Another theory, Robert of New Castle was not the descendant of the line that Bagby writes about in his history. This Robert (and possibly even John) could be another family altogether who settled not Virginia but Delaware. They could have arrived with William Penn and been Quakers. Baptists and Quakers held similar beliefs in those days.


One has now hit the brick wall for Robert of Onslow County. Was his father really the John the Baptist minister from Virginia and the son of Robert the Emigrant? Time discrepancies in Bagby suggest not. John of Kent was perhaps Robert of New Castle’s father which is why Robert of Onslow named two sons John and Jonathan and another Robert – a colonial tradition to name children after fathers and grandfathers. Or, John of Kent was perhaps Robert of New Castle’s brother. Was perhaps this Robert another child of Robert the Emigrant – an older sibling to John the Baptist minister?

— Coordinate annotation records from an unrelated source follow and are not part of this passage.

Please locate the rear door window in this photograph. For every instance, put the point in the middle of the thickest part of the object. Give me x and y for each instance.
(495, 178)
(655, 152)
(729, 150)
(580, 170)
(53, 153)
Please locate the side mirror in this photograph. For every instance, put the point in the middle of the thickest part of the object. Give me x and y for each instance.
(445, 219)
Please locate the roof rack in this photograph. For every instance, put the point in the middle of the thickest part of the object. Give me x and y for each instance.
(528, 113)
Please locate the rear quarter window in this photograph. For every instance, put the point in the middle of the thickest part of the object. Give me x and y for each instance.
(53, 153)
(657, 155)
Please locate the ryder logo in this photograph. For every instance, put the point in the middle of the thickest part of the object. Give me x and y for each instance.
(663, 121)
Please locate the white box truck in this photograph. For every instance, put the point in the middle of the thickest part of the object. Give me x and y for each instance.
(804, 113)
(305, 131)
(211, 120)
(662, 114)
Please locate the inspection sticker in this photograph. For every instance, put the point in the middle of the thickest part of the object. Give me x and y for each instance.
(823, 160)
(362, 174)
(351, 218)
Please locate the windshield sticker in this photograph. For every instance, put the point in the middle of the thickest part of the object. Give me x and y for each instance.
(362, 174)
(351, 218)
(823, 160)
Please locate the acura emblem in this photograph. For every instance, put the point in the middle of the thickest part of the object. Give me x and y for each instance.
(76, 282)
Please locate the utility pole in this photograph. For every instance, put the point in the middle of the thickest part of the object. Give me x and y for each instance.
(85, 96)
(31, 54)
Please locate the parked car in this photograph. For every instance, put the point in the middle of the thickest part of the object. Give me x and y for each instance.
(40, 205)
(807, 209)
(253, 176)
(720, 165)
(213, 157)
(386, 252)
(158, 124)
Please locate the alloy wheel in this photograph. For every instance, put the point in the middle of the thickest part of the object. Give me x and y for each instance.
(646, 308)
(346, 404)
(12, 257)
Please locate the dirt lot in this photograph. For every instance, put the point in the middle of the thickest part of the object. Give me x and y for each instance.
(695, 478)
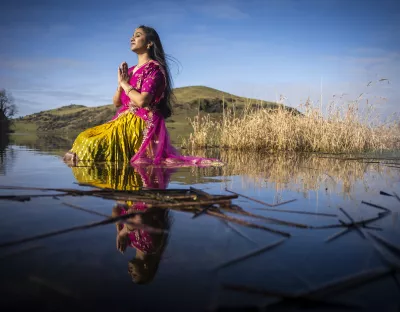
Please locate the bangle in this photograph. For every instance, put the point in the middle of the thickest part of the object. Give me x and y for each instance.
(130, 89)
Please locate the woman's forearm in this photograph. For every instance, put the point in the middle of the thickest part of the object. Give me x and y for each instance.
(117, 97)
(137, 98)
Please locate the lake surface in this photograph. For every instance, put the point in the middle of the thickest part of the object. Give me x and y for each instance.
(189, 267)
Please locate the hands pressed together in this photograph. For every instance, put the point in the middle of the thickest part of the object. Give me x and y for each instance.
(123, 75)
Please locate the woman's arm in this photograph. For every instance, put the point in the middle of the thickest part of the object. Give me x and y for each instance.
(139, 99)
(117, 97)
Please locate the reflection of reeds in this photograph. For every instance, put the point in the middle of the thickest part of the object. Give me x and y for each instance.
(344, 127)
(298, 172)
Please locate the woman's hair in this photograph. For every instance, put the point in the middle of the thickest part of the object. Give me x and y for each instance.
(157, 53)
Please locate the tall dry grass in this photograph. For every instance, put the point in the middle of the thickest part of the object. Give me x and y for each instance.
(342, 128)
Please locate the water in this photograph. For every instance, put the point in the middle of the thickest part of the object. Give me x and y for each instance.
(83, 269)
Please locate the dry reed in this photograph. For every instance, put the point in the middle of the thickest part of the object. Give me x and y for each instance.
(345, 127)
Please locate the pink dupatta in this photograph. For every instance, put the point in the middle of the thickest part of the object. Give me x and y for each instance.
(156, 147)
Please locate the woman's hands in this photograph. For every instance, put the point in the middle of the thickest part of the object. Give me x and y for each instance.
(123, 75)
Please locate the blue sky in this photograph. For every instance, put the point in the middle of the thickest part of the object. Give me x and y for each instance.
(55, 53)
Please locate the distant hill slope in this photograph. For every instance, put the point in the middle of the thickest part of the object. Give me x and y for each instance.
(189, 100)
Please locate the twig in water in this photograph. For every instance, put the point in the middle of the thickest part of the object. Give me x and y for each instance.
(362, 234)
(21, 251)
(261, 202)
(384, 193)
(287, 298)
(251, 254)
(248, 224)
(298, 212)
(375, 206)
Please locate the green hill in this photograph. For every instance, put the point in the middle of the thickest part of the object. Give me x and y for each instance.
(189, 101)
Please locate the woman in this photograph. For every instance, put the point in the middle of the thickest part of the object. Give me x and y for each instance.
(149, 246)
(137, 132)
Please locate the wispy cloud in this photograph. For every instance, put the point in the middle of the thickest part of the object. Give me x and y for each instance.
(224, 9)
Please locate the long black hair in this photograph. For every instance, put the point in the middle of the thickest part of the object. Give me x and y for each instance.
(156, 52)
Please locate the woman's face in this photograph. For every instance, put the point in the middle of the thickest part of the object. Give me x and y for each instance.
(139, 41)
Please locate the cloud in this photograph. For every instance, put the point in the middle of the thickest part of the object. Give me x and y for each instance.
(221, 9)
(38, 63)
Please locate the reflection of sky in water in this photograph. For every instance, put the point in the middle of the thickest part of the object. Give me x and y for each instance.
(77, 265)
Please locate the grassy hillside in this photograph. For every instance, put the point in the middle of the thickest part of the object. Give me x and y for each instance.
(189, 101)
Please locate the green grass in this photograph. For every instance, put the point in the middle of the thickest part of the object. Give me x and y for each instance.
(190, 101)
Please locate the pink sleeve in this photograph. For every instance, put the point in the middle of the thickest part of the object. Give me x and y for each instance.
(153, 80)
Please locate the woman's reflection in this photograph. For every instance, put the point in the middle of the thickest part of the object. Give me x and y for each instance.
(149, 246)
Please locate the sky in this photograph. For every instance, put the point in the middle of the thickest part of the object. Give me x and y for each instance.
(55, 53)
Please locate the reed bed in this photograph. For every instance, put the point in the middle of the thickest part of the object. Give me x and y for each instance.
(341, 128)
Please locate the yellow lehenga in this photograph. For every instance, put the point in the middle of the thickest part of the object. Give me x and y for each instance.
(116, 140)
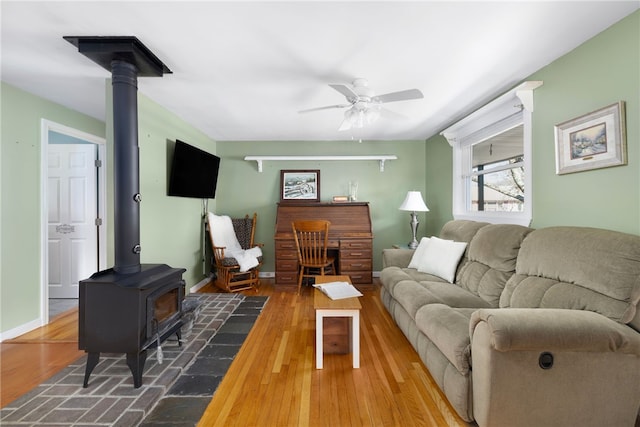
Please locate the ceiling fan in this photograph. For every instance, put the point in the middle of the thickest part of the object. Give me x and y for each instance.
(363, 106)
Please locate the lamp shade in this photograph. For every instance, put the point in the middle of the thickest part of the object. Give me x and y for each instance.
(413, 202)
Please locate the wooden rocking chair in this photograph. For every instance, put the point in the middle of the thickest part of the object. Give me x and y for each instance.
(228, 236)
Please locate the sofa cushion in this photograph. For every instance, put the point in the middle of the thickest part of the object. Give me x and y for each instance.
(461, 231)
(454, 296)
(418, 258)
(441, 258)
(412, 295)
(491, 260)
(448, 329)
(577, 268)
(390, 276)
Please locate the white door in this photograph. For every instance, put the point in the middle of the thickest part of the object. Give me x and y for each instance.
(72, 212)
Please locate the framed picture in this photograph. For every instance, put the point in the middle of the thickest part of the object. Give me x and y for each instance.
(592, 141)
(300, 185)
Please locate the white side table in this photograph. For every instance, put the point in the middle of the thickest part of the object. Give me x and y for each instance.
(326, 307)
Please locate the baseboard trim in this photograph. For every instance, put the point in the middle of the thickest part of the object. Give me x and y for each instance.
(22, 329)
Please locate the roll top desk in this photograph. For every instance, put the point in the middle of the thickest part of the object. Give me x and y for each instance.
(350, 239)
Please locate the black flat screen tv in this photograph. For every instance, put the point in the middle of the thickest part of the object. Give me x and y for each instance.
(194, 172)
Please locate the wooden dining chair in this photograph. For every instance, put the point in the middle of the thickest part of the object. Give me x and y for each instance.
(312, 239)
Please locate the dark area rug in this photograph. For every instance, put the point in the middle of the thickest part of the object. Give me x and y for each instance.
(174, 393)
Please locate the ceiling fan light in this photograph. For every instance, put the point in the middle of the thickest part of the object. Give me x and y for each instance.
(371, 115)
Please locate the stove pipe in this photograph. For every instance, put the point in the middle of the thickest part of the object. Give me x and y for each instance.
(126, 167)
(127, 58)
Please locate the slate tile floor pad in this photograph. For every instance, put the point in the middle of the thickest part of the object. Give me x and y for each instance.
(174, 393)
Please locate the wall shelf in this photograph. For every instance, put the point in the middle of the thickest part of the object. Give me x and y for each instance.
(261, 159)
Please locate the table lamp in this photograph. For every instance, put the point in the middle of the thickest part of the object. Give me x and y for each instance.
(414, 203)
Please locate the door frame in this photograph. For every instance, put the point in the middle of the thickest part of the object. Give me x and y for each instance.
(101, 143)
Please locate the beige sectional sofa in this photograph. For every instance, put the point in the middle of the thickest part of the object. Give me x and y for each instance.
(539, 328)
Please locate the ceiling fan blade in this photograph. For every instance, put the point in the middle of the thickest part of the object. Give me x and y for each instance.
(345, 125)
(403, 95)
(345, 90)
(328, 107)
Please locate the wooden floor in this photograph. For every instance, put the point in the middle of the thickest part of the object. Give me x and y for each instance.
(273, 380)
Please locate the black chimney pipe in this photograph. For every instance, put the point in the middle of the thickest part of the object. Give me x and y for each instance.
(126, 167)
(127, 58)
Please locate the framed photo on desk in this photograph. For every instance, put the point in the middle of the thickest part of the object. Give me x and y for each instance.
(300, 185)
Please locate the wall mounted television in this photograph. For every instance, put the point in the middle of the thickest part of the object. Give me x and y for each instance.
(194, 172)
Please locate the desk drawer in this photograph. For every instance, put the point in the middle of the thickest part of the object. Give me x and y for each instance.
(285, 245)
(355, 244)
(286, 278)
(287, 255)
(355, 264)
(356, 253)
(286, 265)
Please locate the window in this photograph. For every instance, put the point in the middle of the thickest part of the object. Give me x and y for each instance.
(492, 160)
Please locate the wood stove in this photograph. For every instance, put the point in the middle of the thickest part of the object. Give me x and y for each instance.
(130, 307)
(128, 313)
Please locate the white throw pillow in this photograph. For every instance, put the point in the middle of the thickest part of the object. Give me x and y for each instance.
(418, 255)
(441, 258)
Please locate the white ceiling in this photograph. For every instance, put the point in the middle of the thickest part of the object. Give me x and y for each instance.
(243, 70)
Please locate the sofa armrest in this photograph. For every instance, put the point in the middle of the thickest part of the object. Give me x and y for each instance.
(522, 329)
(396, 257)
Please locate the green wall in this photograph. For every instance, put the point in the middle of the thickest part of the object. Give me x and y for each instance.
(20, 182)
(602, 71)
(242, 189)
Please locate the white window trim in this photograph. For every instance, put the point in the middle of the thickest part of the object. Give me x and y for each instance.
(490, 120)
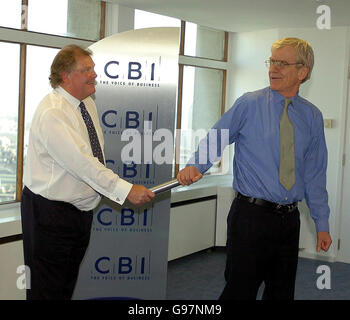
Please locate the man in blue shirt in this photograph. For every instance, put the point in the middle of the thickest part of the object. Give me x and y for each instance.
(264, 222)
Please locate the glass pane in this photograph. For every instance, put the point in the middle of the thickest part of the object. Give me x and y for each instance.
(39, 61)
(204, 42)
(9, 65)
(10, 13)
(201, 108)
(144, 19)
(74, 18)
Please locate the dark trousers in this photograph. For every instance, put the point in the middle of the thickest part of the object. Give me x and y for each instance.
(55, 237)
(262, 246)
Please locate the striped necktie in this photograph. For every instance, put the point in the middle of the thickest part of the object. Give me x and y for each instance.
(95, 144)
(287, 161)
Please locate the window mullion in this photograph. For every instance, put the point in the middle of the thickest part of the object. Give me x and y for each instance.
(21, 123)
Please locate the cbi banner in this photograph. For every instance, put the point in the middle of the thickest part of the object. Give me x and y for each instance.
(137, 74)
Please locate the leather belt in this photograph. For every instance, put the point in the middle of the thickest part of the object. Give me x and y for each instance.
(280, 208)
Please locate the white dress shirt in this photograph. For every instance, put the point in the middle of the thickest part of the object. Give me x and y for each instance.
(60, 164)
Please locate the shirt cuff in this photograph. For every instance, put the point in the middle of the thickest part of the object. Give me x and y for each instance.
(122, 190)
(322, 225)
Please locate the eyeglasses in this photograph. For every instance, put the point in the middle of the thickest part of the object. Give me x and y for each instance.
(280, 63)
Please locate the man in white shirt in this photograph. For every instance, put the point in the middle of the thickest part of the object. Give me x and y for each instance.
(65, 177)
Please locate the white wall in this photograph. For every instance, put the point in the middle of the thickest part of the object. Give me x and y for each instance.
(327, 89)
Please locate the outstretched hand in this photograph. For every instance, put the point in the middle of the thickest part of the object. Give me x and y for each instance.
(140, 195)
(188, 175)
(323, 241)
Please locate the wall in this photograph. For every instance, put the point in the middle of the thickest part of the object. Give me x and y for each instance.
(327, 89)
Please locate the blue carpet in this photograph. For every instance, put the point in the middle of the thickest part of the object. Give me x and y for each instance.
(200, 276)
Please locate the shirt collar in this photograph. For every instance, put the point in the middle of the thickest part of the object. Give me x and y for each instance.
(71, 100)
(280, 99)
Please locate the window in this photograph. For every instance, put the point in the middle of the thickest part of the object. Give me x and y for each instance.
(38, 64)
(9, 120)
(202, 87)
(10, 13)
(144, 19)
(26, 67)
(201, 108)
(204, 42)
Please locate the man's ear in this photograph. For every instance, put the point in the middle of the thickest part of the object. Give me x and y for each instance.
(303, 72)
(64, 76)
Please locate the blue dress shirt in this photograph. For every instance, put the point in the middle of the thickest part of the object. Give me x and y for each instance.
(253, 125)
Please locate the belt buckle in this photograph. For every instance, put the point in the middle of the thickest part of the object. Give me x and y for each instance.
(282, 208)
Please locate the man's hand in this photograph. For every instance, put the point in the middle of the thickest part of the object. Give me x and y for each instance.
(140, 195)
(188, 175)
(323, 241)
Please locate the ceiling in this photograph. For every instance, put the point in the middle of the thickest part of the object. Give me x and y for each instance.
(246, 15)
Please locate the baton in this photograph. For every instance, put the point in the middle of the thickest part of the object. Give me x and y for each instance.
(165, 186)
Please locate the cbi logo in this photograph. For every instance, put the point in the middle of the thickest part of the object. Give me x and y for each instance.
(138, 265)
(132, 70)
(127, 218)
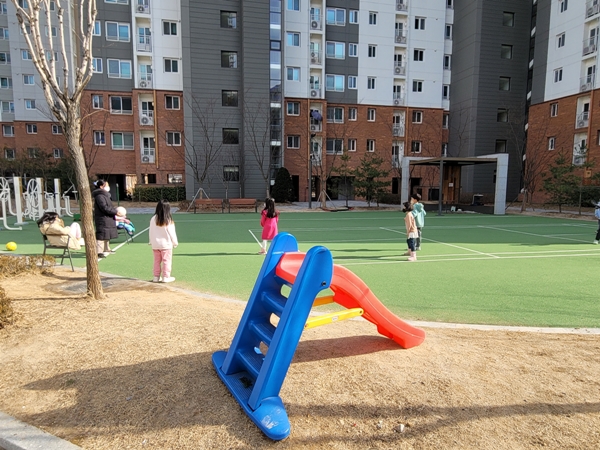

Only more historical research and the maturing science of DNA genealogy can one day answer this haunting question as to who Robert of Onslow’s parents and grandparents were and where in England, most likely, did they originate (DNA has recently shown that there is a strong relationship with the Stephen Peatey family from Dorset, England branching off sometime between the 1400s and 1600s). Or, is it Wales?


A major step in resolving this question would be for the descendants of the other two supposed brothers of John the Baptist minister (Thomas and Phillip) have DNA tests to see if they share the CTS4188 SNP that the many descendants of Robert of Onslow have in their DNA. Perhaps, one day, we will all be linked, and the question of Robert the Emigrant be resolved.